Repository files navigation

GCP-Lab-Using-Gemini-for-Multimodal-Retail-Recommendations

GCP Lab Using Gemini for Multimodal Retail Recommendations

Overview

Gemini is a family of generative AI models developed by Google DeepMind that is designed for multimodal use cases.

For retail companies, recommendation systems improve customer experience and thus can increase sales. In this lab, you will learn how to use the Gemini model to rapidly create a multimodal recommendation system. The Gemini model can provide both recommendations and explanations using a multimodal model.
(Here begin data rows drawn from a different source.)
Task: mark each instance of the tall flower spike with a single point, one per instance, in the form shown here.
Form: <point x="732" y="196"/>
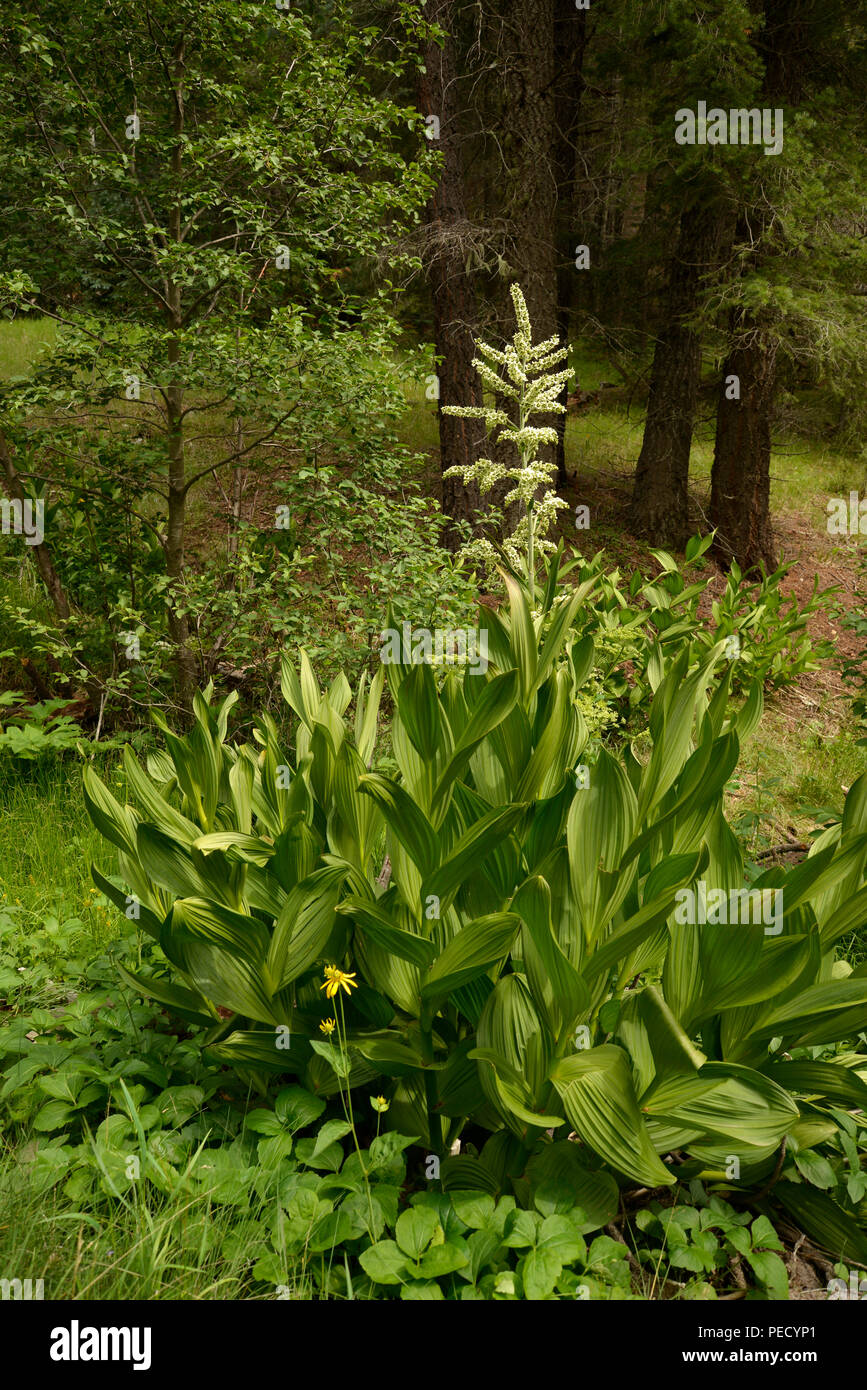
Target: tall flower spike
<point x="525" y="375"/>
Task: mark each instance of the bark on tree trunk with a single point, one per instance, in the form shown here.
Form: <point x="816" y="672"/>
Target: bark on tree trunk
<point x="741" y="478"/>
<point x="570" y="42"/>
<point x="178" y="626"/>
<point x="452" y="292"/>
<point x="660" y="494"/>
<point x="739" y="481"/>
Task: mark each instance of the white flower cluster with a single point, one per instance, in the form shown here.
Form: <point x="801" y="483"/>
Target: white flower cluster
<point x="527" y="375"/>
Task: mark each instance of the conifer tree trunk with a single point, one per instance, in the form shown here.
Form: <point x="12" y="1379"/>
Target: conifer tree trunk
<point x="660" y="498"/>
<point x="741" y="480"/>
<point x="570" y="43"/>
<point x="452" y="292"/>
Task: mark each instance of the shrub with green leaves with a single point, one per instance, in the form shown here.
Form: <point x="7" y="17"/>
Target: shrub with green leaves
<point x="499" y="918"/>
<point x="512" y="923"/>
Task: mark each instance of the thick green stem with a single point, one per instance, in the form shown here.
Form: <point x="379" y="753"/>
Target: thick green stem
<point x="431" y="1096"/>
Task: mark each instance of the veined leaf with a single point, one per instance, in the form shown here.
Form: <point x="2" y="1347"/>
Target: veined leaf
<point x="596" y="1091"/>
<point x="473" y="951"/>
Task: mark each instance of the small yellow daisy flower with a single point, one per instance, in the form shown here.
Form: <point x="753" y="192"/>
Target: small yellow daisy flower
<point x="335" y="980"/>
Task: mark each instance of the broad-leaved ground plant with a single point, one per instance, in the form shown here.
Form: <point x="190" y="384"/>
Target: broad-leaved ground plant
<point x="498" y="931"/>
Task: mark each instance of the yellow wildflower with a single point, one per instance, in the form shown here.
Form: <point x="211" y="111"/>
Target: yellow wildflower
<point x="335" y="980"/>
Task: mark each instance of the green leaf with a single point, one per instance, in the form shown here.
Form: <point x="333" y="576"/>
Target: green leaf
<point x="596" y="1091"/>
<point x="416" y="1292"/>
<point x="416" y="1229"/>
<point x="296" y="1108"/>
<point x="770" y="1272"/>
<point x="406" y="820"/>
<point x="489" y="710"/>
<point x="541" y="1272"/>
<point x="828" y="1079"/>
<point x="374" y="922"/>
<point x="304" y="925"/>
<point x="824" y="1222"/>
<point x="385" y="1262"/>
<point x="470" y="851"/>
<point x="814" y="1168"/>
<point x="331" y="1130"/>
<point x="442" y="1260"/>
<point x="599" y="829"/>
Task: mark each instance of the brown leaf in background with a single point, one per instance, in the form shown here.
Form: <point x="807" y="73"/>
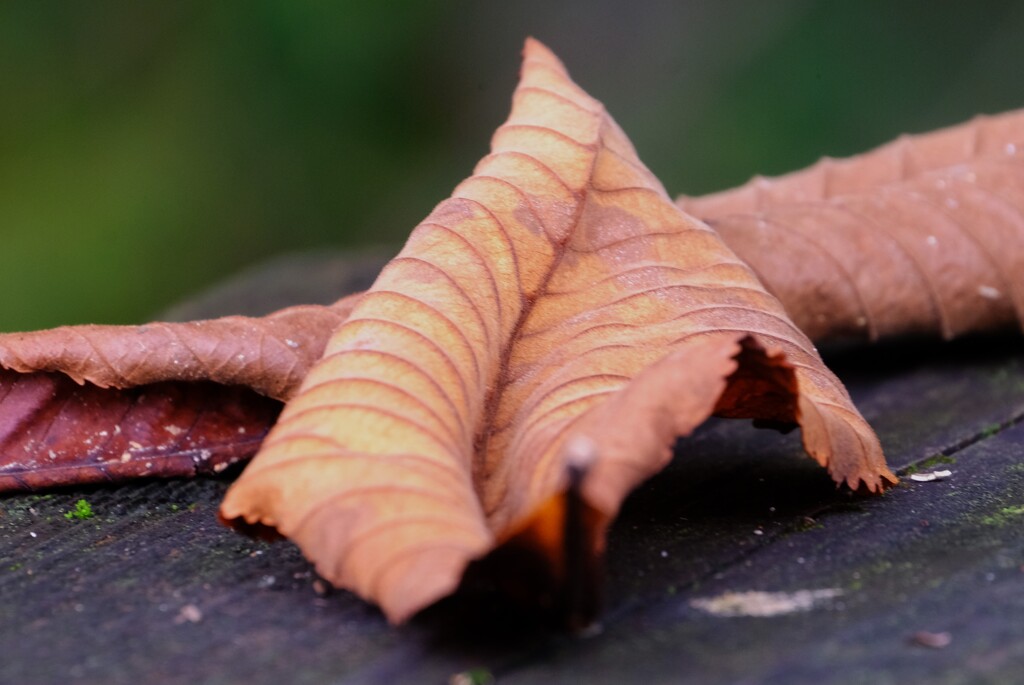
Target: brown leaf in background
<point x="269" y="354"/>
<point x="545" y="319"/>
<point x="925" y="234"/>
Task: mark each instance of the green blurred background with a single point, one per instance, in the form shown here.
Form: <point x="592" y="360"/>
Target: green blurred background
<point x="148" y="150"/>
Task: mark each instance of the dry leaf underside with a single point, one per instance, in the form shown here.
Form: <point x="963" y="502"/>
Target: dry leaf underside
<point x="558" y="311"/>
<point x="925" y="234"/>
<point x="92" y="403"/>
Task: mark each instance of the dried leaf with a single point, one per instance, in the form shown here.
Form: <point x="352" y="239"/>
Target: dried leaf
<point x="557" y="314"/>
<point x="925" y="234"/>
<point x="168" y="419"/>
<point x="55" y="432"/>
<point x="270" y="354"/>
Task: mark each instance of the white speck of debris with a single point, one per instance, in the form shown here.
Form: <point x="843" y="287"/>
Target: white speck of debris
<point x="930" y="476"/>
<point x="188" y="613"/>
<point x="764" y="604"/>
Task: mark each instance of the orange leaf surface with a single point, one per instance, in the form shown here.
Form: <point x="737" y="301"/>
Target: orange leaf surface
<point x="925" y="234"/>
<point x="557" y="315"/>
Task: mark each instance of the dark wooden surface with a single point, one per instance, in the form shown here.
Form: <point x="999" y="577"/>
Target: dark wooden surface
<point x="152" y="589"/>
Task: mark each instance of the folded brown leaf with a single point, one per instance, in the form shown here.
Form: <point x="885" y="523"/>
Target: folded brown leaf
<point x="925" y="234"/>
<point x="160" y="399"/>
<point x="55" y="432"/>
<point x="269" y="354"/>
<point x="558" y="314"/>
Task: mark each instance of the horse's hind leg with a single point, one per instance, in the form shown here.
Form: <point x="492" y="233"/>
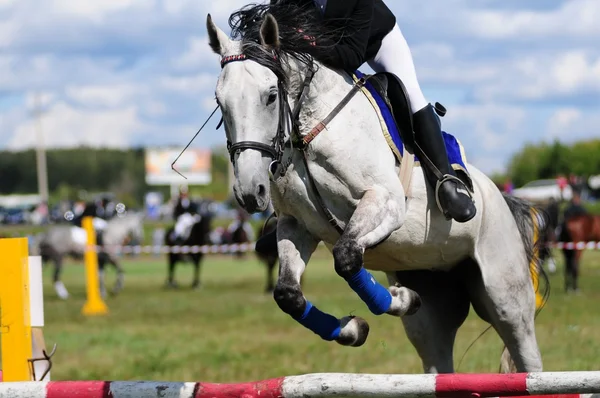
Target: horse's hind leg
<point x="502" y="294"/>
<point x="432" y="329"/>
<point x="270" y="265"/>
<point x="378" y="214"/>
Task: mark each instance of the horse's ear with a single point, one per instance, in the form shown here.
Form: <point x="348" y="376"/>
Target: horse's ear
<point x="217" y="38"/>
<point x="269" y="32"/>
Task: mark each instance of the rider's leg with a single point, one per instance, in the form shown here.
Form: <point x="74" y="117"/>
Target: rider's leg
<point x="395" y="57"/>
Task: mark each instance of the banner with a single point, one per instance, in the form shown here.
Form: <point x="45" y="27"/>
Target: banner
<point x="194" y="164"/>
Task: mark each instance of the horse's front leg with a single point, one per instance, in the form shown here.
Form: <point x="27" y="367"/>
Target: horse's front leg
<point x="378" y="214"/>
<point x="295" y="246"/>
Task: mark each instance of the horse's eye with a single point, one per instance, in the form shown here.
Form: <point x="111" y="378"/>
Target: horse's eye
<point x="272" y="98"/>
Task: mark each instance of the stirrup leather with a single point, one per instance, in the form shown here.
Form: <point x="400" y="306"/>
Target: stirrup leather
<point x="445" y="178"/>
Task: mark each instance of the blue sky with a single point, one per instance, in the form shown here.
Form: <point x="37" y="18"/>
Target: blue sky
<point x="139" y="72"/>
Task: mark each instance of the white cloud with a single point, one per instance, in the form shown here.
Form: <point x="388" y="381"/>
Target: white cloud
<point x="64" y="126"/>
<point x="111" y="96"/>
<point x="575" y="18"/>
<point x="141" y="72"/>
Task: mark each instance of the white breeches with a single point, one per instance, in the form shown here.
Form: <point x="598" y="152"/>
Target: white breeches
<point x="184" y="224"/>
<point x="395" y="57"/>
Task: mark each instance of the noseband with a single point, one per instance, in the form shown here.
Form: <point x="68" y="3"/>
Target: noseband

In this lab, you will begin with a scene (e.g. a living room) and use the Gemini model to perform visual understanding. You will also investigate how the Gemini model can be used to recommend an item (e.g. a chair) from a list of furniture items as input.

Gemini

Gemini is a family of powerful generative AI models developed by Google DeepMind, capable of understanding and generating various forms of content, including text, code, images, audio, and video.

Gemini API in Vertex AI

The Gemini API in Vertex AI provides a unified interface for interacting with Gemini models. This allows developers to easily integrate these powerful AI capabilities into their applications. For the most up-to-date details and specific features of the latest versions, please refer to the official Gemini documentation.

Gemini Models

Gemini Pro: Designed for complex reasoning, including: Analyzing and summarizing large amounts of information. Sophisticated cross-modal reasoning (across text, code, images, etc.). Effective problem-solving with complex codebases. Gemini Flash: Optimized for speed and efficiency, offering: Sub-second response times and high throughput. High quality at a lower cost for a wide range of tasks. Enhanced multimodal capabilities, including improved spatial understanding, new output modalities (text, audio, images), and native tool use (Google Search, code execution, and third-party functions).

Prerequisites

Before starting this lab, you should be familiar with:

Basic Python programming. General API concepts. Running Python code in a Jupyter notebook on Vertex AI Workbench.

Objectives

In this lab, you will learn how to:

  • Use the Gemini model (gemini-2.0-flash) to perform visual understanding
  • Take multimodality into consideration in prompting for the Gemini model
  • Create a retail recommendation application using the Gemini model

Task 1. Open the notebook in Vertex AI Workbench

In the Google Cloud console, on the Navigation menu (Navigation menu icon), click Vertex AI > Workbench.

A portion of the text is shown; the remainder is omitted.